«L’Unione europea ha bisogno di un bilancio europeo molto più grosso di quello attuale di quello attuale, che non supera l’1% del Pil dell’intera Unione. Una moneta unica deve avere un bilancio centrale di una certa dimensione». Carlo Cottarelli, direttore esecutivo del Fondo monetario internazionale per il Sud Europa, punta il dito su uno dei principali punti deboli della Ue, l’esiguità delle risorse comuni per mettere in atto politiche di sviluppo che possano supplire alla scarsità di investimenti privati, creare occupazione e in definitiva alimentare la crescita.
All’evento Speciale Brexit organizzato dal Sole 24 Ore ieri a Milano l’ex commissario del governo italiano per la “spending review”concorda con Alberto Quadrio Curzio che su questo argomento ha formulato da tempo una proposta concreta: gli eurobond. «Rimango convinto – ha affermato l’economista – che una spesa pubblica a livello europeo, e possibilmente a livello dell’Eurozona, sia assolutamente indispensabile per la tenuta sociale istituzionale ed economica dell’Eurozona e alla fine dell’Europa tutta perché se salta la eurozona salta l’Europa tutta».

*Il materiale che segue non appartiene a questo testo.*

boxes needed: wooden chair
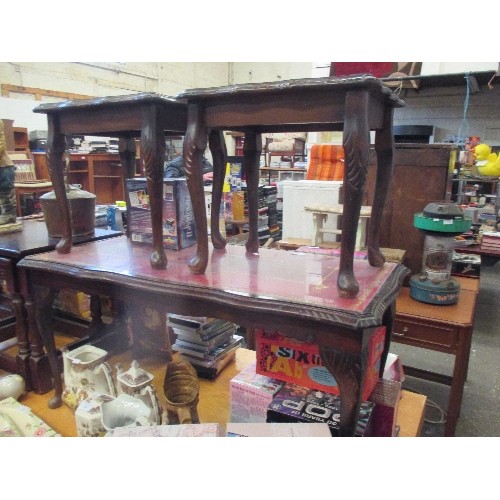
[262,132,307,167]
[306,144,344,181]
[9,152,52,217]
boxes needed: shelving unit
[453,177,500,216]
[12,127,30,154]
[33,153,131,205]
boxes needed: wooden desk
[392,278,478,436]
[33,92,188,269]
[177,75,404,297]
[18,236,407,435]
[20,348,427,437]
[0,219,122,392]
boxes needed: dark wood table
[0,219,123,393]
[176,75,404,297]
[18,236,407,435]
[33,92,188,269]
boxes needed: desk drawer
[392,317,459,352]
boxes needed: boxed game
[370,379,401,437]
[226,422,332,437]
[229,362,284,423]
[126,177,196,250]
[256,326,385,401]
[267,383,375,437]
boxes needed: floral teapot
[61,345,116,410]
[116,360,162,425]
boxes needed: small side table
[177,75,405,298]
[0,219,122,394]
[392,278,478,436]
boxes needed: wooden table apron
[19,236,407,435]
[176,75,404,297]
[33,92,188,269]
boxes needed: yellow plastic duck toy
[474,144,500,177]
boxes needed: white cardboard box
[229,361,284,423]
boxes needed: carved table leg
[118,137,136,236]
[24,296,53,394]
[46,114,73,253]
[337,90,375,297]
[243,132,262,253]
[33,285,62,408]
[141,105,167,269]
[12,292,33,391]
[183,104,208,274]
[208,130,227,248]
[320,338,368,437]
[368,108,394,267]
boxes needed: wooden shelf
[33,153,125,205]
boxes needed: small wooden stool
[304,203,372,250]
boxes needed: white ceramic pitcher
[116,360,162,425]
[61,345,116,410]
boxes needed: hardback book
[168,314,227,333]
[175,327,236,353]
[172,321,238,343]
[172,335,243,366]
[226,422,332,437]
[267,382,375,437]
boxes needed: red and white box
[256,326,385,401]
[229,361,285,423]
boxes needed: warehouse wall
[394,78,500,146]
[0,62,500,145]
[0,62,229,100]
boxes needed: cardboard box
[382,352,405,383]
[370,379,402,437]
[226,422,332,437]
[126,177,196,250]
[267,383,375,437]
[229,362,285,423]
[256,326,385,401]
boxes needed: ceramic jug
[61,345,116,410]
[116,360,162,425]
[101,394,151,432]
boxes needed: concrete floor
[390,262,500,437]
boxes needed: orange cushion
[306,144,344,181]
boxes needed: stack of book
[168,314,243,380]
[481,231,500,252]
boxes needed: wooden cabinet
[12,127,30,153]
[33,153,132,205]
[363,144,456,280]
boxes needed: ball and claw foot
[149,250,167,269]
[337,271,359,298]
[49,396,62,410]
[56,238,71,253]
[368,248,385,267]
[212,233,226,250]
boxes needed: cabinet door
[365,144,453,279]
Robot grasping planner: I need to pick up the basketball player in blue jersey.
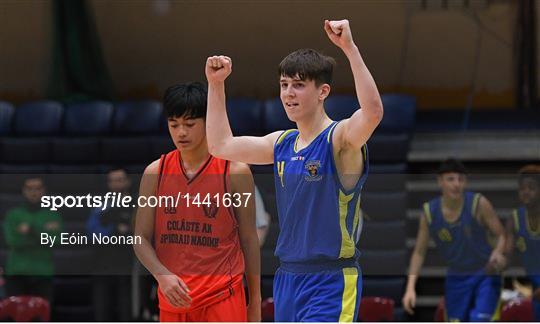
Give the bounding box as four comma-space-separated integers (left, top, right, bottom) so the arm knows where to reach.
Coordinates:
403, 159, 506, 322
506, 165, 540, 322
206, 20, 383, 322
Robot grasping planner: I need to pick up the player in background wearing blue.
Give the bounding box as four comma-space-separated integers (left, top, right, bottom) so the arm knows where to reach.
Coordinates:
506, 165, 540, 322
403, 159, 506, 322
206, 20, 383, 322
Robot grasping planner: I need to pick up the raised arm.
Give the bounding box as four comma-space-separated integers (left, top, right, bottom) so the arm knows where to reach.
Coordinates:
324, 20, 383, 150
205, 56, 281, 164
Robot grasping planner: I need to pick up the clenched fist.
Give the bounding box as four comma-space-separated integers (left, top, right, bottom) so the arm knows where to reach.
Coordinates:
205, 55, 232, 83
324, 19, 354, 50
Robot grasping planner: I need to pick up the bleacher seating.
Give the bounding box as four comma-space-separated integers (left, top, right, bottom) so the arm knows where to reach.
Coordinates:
0, 101, 15, 135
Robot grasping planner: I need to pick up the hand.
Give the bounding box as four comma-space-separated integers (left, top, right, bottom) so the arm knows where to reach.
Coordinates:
205, 55, 232, 83
17, 223, 30, 234
247, 299, 261, 322
401, 290, 416, 315
44, 222, 60, 231
156, 273, 191, 307
533, 288, 540, 302
486, 251, 507, 274
324, 19, 354, 50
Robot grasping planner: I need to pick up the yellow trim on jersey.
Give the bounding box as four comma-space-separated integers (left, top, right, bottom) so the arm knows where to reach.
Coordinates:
512, 209, 519, 233
471, 193, 482, 219
293, 132, 302, 153
276, 129, 296, 145
339, 190, 355, 258
339, 268, 358, 322
424, 203, 432, 224
326, 123, 338, 143
351, 197, 360, 243
525, 211, 540, 236
277, 161, 285, 187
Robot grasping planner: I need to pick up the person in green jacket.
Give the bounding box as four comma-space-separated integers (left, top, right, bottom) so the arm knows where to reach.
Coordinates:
3, 177, 62, 301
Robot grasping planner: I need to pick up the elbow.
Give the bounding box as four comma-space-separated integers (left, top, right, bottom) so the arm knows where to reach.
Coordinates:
369, 100, 384, 125
208, 143, 221, 158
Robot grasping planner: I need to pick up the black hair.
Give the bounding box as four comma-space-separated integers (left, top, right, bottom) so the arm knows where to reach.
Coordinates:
278, 48, 336, 86
437, 158, 467, 175
163, 82, 207, 119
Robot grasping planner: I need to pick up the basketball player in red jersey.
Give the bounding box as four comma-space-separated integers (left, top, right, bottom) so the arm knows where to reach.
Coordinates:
134, 83, 261, 322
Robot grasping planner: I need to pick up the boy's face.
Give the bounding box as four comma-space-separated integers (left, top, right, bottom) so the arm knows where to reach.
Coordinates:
519, 178, 540, 206
279, 75, 330, 122
437, 172, 467, 199
167, 117, 206, 151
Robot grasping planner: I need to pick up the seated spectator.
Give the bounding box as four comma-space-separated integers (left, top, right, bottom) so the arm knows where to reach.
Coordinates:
4, 177, 62, 303
86, 168, 134, 322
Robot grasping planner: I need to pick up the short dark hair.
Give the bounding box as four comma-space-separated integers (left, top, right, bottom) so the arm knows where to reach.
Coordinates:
163, 82, 207, 119
437, 158, 467, 175
518, 164, 540, 184
278, 48, 336, 86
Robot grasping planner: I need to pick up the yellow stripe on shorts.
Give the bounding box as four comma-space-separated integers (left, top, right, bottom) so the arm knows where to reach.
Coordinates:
339, 268, 358, 322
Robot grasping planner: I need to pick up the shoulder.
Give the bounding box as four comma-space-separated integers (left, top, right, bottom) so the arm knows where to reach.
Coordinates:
229, 161, 251, 175
274, 128, 298, 146
144, 158, 161, 174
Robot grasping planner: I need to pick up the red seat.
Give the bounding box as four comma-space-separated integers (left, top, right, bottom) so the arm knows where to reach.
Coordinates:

«Non credo – ha aggiunto l’economista –che esista una unione monetaria che non abbia anche in comune una dignitosa dimensione di finanza pubblica, che vuol dire assumere debiti con l’emissione di obbligazioni per fare una spesa pubblica intelligente, non assitenziale». Un’ipotesi è che la liquidità del quantitative esasing della Bce sia destinata «almeno pro-quota all’acquisto degli eurobond emessi per esempio dall’Esm» (European Stability Mechanism noto come fondo salva-stati, ndr.) per favorire l’afflusso della liquidità all’economia reale.
Proprio alla vigilia della discussione in Commissione europea della revisione di medio termine del quadro finanziario 2014-2020, e in vista della dell’avvio, a fine agosto, della discussione sul futuro del bilancio europeo, torna di attualità uno dei temi al centro della campagna per Brexit e spesso tirato in ballo, non senza contraddizioni, nelle argomentazioni di chi si oppone – non solo in Gran Bretagna – ad una Unione sempre più stretta che comporterebbe una cessione di poteri dagli Stati membri agli organismi comunitari sempre più estesa.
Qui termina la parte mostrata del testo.